Unlike the situation with retirement plans where employers typically have formal plan documents, the documentation associated with an employer’s health and welfare plan is often less formal. Employers may rely on their insurance company or third party administrator to provide the documents describing the welfare plan, such as medical, dental, life insurance or long term disability. If the plan is provided under an insurance contract, the insurer will often prepare a certificate of coverage. That certificate of coverage frequently does not contain all the provisions that an employer might like a plan document to contain. Among the missing provisions is sometimes a statement of the arbitrary and capricious standard of review.
Employers will sometimes adopt a “wrap” plan document, which is a plan document that wraps around underlying contracts and policies from an insurance company or third party administrator. Sometimes the wrap document applies to multiple benefits, creating a single plan with a single plan number that allows the employer to file a single Form 5500. Sometimes it is a document that wraps only around a single benefit.

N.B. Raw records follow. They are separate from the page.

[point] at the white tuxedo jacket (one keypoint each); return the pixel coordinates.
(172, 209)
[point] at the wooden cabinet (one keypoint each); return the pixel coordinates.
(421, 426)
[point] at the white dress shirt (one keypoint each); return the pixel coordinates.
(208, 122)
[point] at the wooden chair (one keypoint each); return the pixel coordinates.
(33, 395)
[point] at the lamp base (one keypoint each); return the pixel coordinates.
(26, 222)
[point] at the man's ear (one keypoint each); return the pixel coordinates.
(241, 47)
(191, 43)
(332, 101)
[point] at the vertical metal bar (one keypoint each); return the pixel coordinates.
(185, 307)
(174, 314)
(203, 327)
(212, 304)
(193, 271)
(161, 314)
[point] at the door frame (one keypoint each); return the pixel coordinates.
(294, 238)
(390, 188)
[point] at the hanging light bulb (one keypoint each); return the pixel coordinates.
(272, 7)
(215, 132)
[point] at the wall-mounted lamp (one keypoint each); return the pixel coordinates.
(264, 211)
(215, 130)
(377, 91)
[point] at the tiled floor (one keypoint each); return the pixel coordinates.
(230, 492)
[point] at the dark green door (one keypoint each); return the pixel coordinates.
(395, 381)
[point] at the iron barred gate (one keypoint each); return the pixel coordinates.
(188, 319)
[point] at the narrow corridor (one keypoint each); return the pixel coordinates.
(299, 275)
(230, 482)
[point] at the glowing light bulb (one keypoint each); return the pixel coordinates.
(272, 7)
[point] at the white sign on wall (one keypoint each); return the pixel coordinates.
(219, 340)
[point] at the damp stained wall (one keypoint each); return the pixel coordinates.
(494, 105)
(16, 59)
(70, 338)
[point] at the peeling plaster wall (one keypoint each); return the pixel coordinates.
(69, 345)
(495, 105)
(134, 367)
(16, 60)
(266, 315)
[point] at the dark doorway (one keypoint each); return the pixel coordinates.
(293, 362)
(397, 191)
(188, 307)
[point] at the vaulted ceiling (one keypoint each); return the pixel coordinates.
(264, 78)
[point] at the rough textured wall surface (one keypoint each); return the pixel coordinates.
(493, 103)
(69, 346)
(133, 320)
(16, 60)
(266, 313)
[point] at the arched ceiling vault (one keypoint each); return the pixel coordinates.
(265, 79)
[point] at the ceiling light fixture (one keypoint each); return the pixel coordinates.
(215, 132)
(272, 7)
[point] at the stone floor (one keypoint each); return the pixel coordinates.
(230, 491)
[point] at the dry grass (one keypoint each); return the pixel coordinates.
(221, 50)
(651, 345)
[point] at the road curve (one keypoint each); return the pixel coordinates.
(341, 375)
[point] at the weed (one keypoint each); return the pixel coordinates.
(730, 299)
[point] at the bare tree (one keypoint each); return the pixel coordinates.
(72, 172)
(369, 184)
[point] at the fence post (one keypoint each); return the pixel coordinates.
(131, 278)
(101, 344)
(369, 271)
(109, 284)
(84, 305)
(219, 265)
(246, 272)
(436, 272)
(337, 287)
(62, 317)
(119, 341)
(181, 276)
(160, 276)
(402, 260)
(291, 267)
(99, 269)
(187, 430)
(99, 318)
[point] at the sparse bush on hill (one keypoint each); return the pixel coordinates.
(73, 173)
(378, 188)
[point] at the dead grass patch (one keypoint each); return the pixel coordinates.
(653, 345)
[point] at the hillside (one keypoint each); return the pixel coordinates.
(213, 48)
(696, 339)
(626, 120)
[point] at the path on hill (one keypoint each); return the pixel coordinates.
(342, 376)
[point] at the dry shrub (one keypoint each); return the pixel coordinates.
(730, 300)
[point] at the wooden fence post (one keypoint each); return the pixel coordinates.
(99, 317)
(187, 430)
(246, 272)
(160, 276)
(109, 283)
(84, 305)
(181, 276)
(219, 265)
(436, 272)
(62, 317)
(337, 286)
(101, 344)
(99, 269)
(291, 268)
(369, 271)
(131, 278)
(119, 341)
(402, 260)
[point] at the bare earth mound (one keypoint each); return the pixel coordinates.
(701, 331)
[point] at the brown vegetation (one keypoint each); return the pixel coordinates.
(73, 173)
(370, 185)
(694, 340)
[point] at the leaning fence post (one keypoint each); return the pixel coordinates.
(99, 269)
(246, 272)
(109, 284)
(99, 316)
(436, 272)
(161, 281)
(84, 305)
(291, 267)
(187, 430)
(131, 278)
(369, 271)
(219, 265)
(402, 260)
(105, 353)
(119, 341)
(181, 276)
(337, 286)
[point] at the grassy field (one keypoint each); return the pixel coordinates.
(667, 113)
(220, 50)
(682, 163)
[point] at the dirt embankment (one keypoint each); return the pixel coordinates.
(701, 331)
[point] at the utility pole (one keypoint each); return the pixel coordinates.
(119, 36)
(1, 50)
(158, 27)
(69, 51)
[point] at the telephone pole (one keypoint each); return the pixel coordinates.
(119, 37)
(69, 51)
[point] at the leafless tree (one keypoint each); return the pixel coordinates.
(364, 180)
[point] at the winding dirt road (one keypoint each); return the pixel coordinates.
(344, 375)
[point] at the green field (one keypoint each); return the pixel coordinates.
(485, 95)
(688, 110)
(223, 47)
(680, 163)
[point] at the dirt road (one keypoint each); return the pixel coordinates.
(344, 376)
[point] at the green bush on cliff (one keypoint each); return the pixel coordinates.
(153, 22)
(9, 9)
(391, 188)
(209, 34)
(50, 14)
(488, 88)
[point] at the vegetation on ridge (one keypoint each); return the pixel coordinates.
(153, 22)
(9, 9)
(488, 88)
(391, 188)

A recent district court decision in Ohio considered the situation of a denial of accidental death and dismemberment (AD&D) benefits to beneficiaries of an employee who had died following a single car accident. Toxicology reports had shown a blood alcohol level in the driver well above the legal limit, and the insurance carrier denied AD&D coverage based on an exclusion for accidents occurring while operating a motor vehicle involving the illegal use of alcohol or controlled substances. The AD&D plan booklet did not grant discretion to the plan administrator or the insurance carrier to decide claims. However, the employer had adopted a wrap document that did contain such discretion. In addition, the summary plan description noted that the employer had discretion to decide claims.
The court concluded that the wrap document and the plan booklet together constituted the plan document so the grant of discretion applied to the AD&D claim denial. The court also said that because a summary plan description is supposed to describe the plan, the statement in the SPD about the grant of discretion was not sufficient to provide the discretion. The court then upheld the decision denying the AD&D benefits, finding that the insurance company’s interpretation of the alcohol exclusion was reasonable.
The case highlights the importance of the abuse of discretion standard and reminds employers that it should check its plan documents to make sure they contain the appropriate discretionary language. If the documents provided by the insurance company do not contain that language, the employer should consider adopting a wrap plan document to add that provision and any other appropriate provisions missing from the insurance company documents.